By Rick Mauch
As a nine-time National Finals Rodeo qualifier, the late Marty Melvin knew a lot about winning and how to appreciate a winner.
Now, to help keep the longstanding winning tradition of the Weatherford College rodeo program going strong, his widow, Judy Melvin of Paradise, has given the Weatherford College Foundation a $10,000 gift to create a new permanent scholarship endowment in his honor. The Marty Melvin Scholarship is earmarked for steer wrestlers on WC’s rodeo team.
The award is especially close to the heart of Weatherford College rodeo coach Johnny Emmons, who is approaching the end of his first decade at the helm. For years, Emmons was an assistant to the late Mike Brown. Together they have guided WC rodeo athletes to 16 consecutive appearances at the College National Finals Rodeo in Casper, Wyoming, with this year’s women’s team finishing fifth in the nation—the highest finish ever for a WC team.
“I’ve known Marty nearly my entire pro rodeo career dating back to 1988,” Emmons said. “Marty was an awesome guy and outstanding cowboy. One of the nicest guys you would ever meet, always positive with a great attitude. Not only was he one of the best steer wrestlers during his career, but he could win money in the rough stock events as well.”
Melvin, who passed away in 2019 at the age of 59, qualified for the NFR in 1983-89, 1991 and 1996, finished a career-best second in the PRCA world standings in 1985, and was third in 1988. In 1989, he won the average at the National Finals Rodeo with a time of 57.7 seconds on 10 head and placed fifth in the world standings.
Melvin won the Linderman Award in 1983-84. Named after Pro Rodeo Hall of Fame cowboy Bill Linderman, the award recognizes cowboys who perform at both ends of the arena (rough stock and timed events).
Melvin earned $762,108 in his PRCA career.
But his success extended far beyond the rodeo arena. In the 1980s, he was hired as the “Marlboro Man” for cigarette ads, although he never smoked. He also worked as an actor on TV and in music videos, and he loved horse racing.
In 1991 he married Judy Painter. They ranched near Keller before moving to Wise County.
He was inducted into the Casey Tibbs Rodeo Hall of Fame in Fort Pierre, South Dakota, in 1992.
Melvin lived his life as a Christian who put his faith before his rodeoing. In recent years, he played the part of a Roman soldier in “The Chosen,” a TV film series about the life of Jesus. He also acted in other Christian films.
“Marty was a good Christian man, and I have always been proud to call him a friend,” Emmons said.
“We are so happy and appreciative of the Melvin family for their awesome gift to the college foundation.

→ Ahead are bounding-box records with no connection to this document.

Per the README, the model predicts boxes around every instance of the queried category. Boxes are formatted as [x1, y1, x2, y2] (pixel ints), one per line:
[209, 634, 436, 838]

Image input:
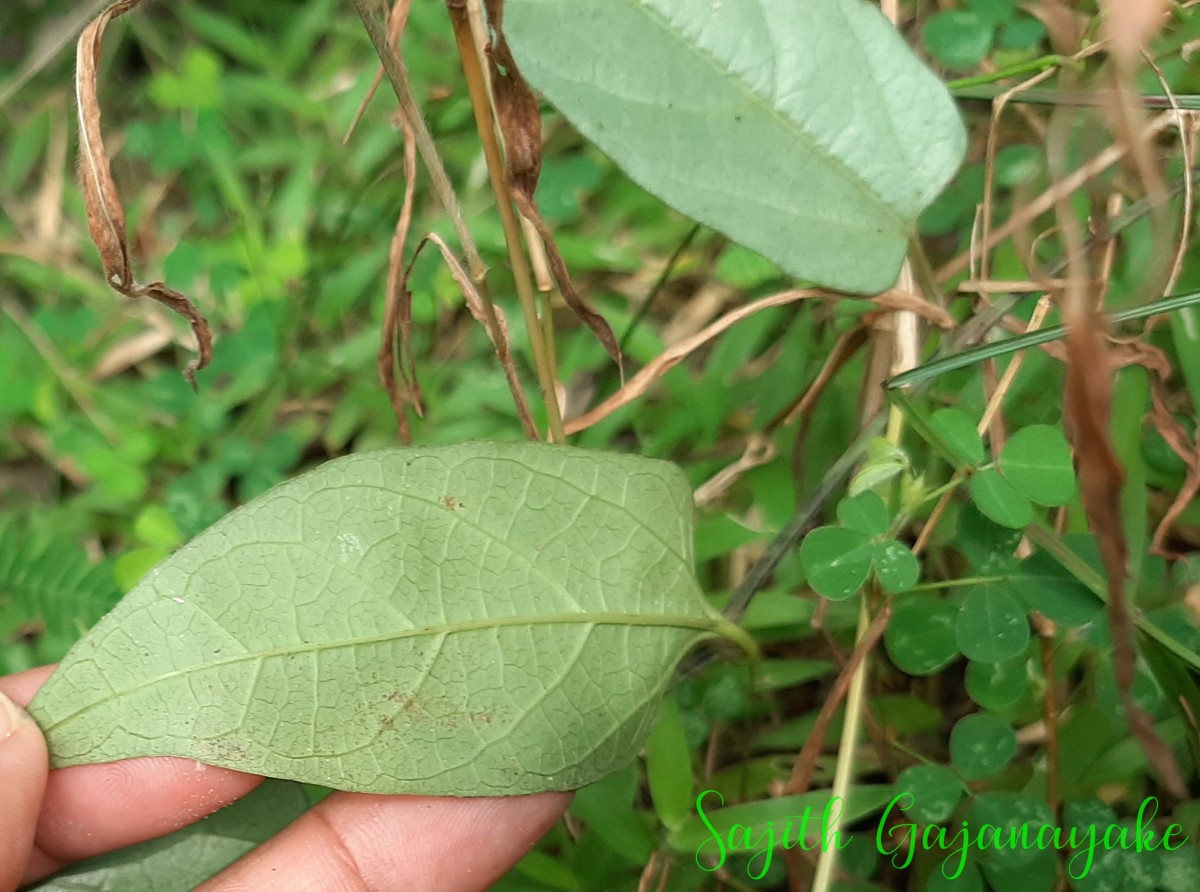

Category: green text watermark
[696, 790, 1188, 880]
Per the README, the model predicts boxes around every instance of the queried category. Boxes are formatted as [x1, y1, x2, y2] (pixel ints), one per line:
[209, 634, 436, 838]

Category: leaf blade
[31, 443, 724, 795]
[505, 0, 966, 293]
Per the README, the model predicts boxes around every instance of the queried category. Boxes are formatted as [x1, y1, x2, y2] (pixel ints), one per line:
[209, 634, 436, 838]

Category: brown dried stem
[446, 0, 566, 443]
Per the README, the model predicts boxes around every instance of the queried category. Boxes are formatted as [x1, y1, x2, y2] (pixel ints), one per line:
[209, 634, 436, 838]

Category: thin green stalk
[812, 593, 871, 892]
[946, 55, 1066, 91]
[949, 84, 1200, 112]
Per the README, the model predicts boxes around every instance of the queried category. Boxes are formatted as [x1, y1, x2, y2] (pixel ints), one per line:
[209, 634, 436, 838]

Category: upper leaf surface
[31, 443, 726, 795]
[505, 0, 966, 293]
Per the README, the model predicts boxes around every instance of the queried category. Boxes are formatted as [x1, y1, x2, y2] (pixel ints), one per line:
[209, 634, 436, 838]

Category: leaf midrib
[42, 605, 720, 732]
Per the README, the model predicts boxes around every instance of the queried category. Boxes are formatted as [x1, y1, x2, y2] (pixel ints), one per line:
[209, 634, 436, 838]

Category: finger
[0, 667, 262, 881]
[197, 792, 571, 892]
[0, 694, 49, 892]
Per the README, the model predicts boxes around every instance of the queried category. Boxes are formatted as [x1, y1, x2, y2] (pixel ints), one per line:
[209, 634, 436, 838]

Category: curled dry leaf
[1063, 316, 1187, 798]
[76, 0, 212, 387]
[485, 0, 624, 375]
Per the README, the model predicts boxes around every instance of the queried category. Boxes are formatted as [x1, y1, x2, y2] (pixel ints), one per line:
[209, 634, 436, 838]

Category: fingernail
[0, 694, 32, 741]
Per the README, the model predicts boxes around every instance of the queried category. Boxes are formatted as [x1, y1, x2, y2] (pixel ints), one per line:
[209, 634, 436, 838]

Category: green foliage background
[0, 0, 1200, 892]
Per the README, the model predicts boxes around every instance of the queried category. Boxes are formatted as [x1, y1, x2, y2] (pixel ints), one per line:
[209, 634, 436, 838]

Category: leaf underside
[505, 0, 966, 293]
[31, 443, 724, 796]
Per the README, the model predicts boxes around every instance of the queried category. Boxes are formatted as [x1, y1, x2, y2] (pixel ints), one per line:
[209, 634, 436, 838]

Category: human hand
[0, 666, 571, 892]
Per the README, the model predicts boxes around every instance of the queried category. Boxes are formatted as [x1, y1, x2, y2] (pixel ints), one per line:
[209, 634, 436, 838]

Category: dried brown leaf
[406, 233, 538, 439]
[1102, 0, 1169, 61]
[1063, 316, 1187, 798]
[485, 0, 624, 377]
[76, 0, 212, 387]
[485, 0, 541, 202]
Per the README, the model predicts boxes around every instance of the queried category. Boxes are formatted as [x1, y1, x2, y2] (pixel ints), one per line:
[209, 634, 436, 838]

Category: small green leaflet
[30, 443, 752, 796]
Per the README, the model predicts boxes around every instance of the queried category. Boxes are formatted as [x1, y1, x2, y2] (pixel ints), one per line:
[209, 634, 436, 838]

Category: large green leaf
[31, 443, 745, 796]
[28, 780, 308, 892]
[505, 0, 966, 293]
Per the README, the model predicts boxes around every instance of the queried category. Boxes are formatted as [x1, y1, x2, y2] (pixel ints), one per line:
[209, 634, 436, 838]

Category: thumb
[0, 694, 49, 892]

Two of Marty’s kids, Paul and Marilyn, both competed for our rodeo program a few years ago, and it means a lot to me for the family to choose WC for their gift.”
Emmons said the Marty Melvin name will bring additional credibility to the program.
“More scholarship money can always help the rodeo team by being able to sign more students. But this one, with its namesake, should help us recruit a top steer wrestler,” Emmons said. “The Melvin name is very well known throughout the steer wrestling world, and that should be a good advantage for our program.”